Archive for the ‘Krise & Unternehmen’ Category

Keine PR in der Krise – Ist weniger mehr?

Mittwoch, November 19th, 2008

Bei den privaten TV-Sendern und den Verlagen geht die Angst um. Ihre Kunden müssen in der Krise auf die Kosten achten, was bei einigen wohl auch bedeutet, dass Kommunikation und Werbung zu kurz kommt.
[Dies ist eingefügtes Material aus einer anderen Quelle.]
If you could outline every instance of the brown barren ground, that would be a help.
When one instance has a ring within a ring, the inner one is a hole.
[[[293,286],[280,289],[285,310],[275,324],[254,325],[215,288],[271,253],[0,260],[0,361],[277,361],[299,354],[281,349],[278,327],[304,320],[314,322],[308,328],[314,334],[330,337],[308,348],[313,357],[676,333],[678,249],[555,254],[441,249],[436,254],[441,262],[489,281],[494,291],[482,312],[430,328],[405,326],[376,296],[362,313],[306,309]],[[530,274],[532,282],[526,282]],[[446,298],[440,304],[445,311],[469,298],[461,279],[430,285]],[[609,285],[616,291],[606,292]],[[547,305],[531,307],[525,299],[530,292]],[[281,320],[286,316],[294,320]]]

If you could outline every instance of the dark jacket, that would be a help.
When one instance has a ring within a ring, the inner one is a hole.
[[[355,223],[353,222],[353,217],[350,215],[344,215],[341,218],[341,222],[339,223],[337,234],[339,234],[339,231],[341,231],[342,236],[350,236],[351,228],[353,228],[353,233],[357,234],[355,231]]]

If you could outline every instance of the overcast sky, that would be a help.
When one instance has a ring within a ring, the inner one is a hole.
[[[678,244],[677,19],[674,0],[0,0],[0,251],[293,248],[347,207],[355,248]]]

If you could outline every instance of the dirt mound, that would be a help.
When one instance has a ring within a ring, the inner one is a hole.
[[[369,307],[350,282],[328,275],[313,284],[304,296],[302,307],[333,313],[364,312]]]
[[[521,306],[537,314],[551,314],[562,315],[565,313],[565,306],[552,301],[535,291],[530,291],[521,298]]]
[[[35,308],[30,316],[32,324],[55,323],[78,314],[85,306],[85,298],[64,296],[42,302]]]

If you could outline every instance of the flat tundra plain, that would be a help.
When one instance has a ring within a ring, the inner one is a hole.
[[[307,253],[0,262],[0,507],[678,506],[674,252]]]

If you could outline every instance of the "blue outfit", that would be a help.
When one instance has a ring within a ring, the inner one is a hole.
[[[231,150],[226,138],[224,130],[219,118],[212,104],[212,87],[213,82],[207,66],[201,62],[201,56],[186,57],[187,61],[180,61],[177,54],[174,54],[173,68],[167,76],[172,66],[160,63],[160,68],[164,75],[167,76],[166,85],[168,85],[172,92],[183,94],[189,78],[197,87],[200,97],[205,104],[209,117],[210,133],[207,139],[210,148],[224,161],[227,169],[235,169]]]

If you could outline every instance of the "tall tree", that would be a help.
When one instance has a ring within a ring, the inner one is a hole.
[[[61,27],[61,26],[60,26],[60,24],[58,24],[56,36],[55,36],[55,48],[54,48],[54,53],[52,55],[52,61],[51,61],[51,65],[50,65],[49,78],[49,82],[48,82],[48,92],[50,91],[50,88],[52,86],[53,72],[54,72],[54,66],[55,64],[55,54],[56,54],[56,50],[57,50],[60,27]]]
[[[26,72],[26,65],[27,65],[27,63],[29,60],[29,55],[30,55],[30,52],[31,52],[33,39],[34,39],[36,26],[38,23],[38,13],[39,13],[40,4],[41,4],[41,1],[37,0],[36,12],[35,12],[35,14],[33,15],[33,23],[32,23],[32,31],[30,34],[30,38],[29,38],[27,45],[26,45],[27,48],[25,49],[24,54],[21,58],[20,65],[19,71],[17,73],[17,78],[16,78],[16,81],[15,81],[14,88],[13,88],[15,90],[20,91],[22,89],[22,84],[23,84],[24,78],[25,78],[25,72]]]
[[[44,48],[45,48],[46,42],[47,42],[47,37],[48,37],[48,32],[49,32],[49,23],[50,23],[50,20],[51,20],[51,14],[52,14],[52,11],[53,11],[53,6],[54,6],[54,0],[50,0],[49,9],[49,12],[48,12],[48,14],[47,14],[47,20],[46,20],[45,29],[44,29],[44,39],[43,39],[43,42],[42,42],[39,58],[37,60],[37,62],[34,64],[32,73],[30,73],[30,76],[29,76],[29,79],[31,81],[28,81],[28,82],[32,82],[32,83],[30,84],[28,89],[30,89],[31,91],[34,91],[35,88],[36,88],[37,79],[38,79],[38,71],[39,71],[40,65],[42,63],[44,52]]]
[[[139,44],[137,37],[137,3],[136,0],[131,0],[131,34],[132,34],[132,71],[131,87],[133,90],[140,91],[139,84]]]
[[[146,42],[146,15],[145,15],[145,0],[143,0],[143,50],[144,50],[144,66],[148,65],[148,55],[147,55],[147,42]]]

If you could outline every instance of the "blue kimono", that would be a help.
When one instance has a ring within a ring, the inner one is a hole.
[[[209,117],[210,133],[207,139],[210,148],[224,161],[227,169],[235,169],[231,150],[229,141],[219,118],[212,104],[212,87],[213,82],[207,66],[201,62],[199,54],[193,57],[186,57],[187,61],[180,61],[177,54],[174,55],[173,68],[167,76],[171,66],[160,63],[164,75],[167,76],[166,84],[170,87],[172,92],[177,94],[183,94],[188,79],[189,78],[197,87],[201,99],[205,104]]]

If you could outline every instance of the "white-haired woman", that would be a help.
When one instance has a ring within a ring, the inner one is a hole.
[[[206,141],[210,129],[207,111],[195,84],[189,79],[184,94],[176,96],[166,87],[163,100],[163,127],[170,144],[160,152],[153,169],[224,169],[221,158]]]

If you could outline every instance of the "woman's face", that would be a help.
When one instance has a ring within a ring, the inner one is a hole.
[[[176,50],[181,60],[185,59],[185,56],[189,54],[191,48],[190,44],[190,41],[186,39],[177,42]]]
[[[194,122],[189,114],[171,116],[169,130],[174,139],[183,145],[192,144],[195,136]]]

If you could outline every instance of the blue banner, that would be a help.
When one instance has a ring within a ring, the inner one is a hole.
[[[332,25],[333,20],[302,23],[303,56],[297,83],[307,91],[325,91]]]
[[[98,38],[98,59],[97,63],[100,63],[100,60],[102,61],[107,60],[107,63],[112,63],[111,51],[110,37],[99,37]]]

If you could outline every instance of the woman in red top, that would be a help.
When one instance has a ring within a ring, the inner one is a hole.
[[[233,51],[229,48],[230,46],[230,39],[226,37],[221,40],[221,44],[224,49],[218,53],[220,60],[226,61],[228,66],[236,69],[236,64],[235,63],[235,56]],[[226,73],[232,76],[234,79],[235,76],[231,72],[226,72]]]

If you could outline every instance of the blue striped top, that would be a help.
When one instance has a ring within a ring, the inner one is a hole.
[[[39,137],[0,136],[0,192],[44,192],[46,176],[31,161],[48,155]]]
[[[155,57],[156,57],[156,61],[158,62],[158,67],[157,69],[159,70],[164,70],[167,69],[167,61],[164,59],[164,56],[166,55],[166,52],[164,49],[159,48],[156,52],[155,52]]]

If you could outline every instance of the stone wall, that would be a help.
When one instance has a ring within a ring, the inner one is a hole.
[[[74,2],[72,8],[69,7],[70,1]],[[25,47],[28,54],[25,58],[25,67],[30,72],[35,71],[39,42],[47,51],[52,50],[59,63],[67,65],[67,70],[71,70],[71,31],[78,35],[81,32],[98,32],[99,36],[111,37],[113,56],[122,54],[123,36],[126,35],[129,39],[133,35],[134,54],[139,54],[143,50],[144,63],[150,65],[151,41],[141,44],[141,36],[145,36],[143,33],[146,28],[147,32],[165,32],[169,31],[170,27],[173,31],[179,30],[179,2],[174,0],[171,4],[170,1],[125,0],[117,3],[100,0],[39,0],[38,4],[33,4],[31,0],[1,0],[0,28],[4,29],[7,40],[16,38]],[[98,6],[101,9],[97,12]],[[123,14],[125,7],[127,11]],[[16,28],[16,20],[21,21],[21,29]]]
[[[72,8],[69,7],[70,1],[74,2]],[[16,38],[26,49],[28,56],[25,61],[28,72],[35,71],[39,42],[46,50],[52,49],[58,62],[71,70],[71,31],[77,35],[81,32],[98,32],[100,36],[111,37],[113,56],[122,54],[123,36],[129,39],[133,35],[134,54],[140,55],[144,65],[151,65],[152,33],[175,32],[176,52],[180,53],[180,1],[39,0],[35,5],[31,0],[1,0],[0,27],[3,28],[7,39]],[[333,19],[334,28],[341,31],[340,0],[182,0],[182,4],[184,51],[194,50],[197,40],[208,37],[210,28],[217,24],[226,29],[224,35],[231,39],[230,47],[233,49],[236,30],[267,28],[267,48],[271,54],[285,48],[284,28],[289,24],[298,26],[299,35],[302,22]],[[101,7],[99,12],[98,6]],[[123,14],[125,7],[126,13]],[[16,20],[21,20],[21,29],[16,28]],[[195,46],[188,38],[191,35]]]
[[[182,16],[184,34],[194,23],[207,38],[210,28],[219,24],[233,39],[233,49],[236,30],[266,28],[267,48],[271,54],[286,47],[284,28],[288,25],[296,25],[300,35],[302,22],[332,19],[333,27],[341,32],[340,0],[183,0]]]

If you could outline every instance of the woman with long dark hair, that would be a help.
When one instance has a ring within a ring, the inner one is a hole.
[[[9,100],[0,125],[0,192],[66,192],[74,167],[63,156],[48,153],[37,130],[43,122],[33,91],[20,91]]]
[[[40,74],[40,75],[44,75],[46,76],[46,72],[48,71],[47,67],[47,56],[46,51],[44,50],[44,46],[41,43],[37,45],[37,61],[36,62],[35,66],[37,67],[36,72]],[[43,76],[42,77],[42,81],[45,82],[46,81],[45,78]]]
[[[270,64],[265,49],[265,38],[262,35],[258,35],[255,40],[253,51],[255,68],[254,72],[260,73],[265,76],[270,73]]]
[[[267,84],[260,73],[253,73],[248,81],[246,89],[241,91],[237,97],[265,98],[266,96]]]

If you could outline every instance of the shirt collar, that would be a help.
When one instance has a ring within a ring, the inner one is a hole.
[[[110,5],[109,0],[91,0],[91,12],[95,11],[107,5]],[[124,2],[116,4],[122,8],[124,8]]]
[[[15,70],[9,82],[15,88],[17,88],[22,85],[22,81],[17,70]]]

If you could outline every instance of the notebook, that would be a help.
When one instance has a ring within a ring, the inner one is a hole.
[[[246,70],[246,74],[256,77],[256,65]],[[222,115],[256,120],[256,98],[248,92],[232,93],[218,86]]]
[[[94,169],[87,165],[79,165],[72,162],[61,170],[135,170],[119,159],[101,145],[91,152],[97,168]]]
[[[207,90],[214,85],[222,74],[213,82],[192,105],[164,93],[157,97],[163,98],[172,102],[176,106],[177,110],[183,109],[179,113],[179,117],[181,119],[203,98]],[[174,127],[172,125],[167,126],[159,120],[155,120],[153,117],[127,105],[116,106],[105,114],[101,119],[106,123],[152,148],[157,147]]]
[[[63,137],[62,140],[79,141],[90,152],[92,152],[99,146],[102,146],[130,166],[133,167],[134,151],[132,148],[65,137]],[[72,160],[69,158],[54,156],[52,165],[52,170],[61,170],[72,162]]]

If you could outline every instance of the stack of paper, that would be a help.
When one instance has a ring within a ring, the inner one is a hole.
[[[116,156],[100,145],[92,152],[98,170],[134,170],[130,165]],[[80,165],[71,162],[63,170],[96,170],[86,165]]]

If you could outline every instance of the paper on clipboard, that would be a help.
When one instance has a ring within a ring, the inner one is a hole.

Aber nicht nur da, auch dort wo die Kosten eine nur geringe Rolle spielen, scheinen viele Unternehmen angesichts drohender Krisenausläufer ihre Kommunikation nach der Vogel Strauß-Methode zu gestalten: Kopf in den Sand, bis die Gefahr vorbei – oder der Kopf ab ist.

Zum ersten Punkt: Verständlich, wer in Krisensituationen seine Werbe-Ausgaben anpasst.

Aber es gab zu solchen Zeiten – ich erinnere an die letzten Krisen – immer Unternehmen, die mit gut gefüllter Kriegskasse ihre Marke und ihre Marktanteile gegenüber der zaudernden Konkurrenz nach vorne gebracht haben. Wer Optimismus verbreitet (und ihn sich leisten kann), dürfte im Markt punkten, Image und Marke verbessern.

Zum zweiten Punkt. In Krisensituationen rächen sich Kommunikationsfehler um so stärker.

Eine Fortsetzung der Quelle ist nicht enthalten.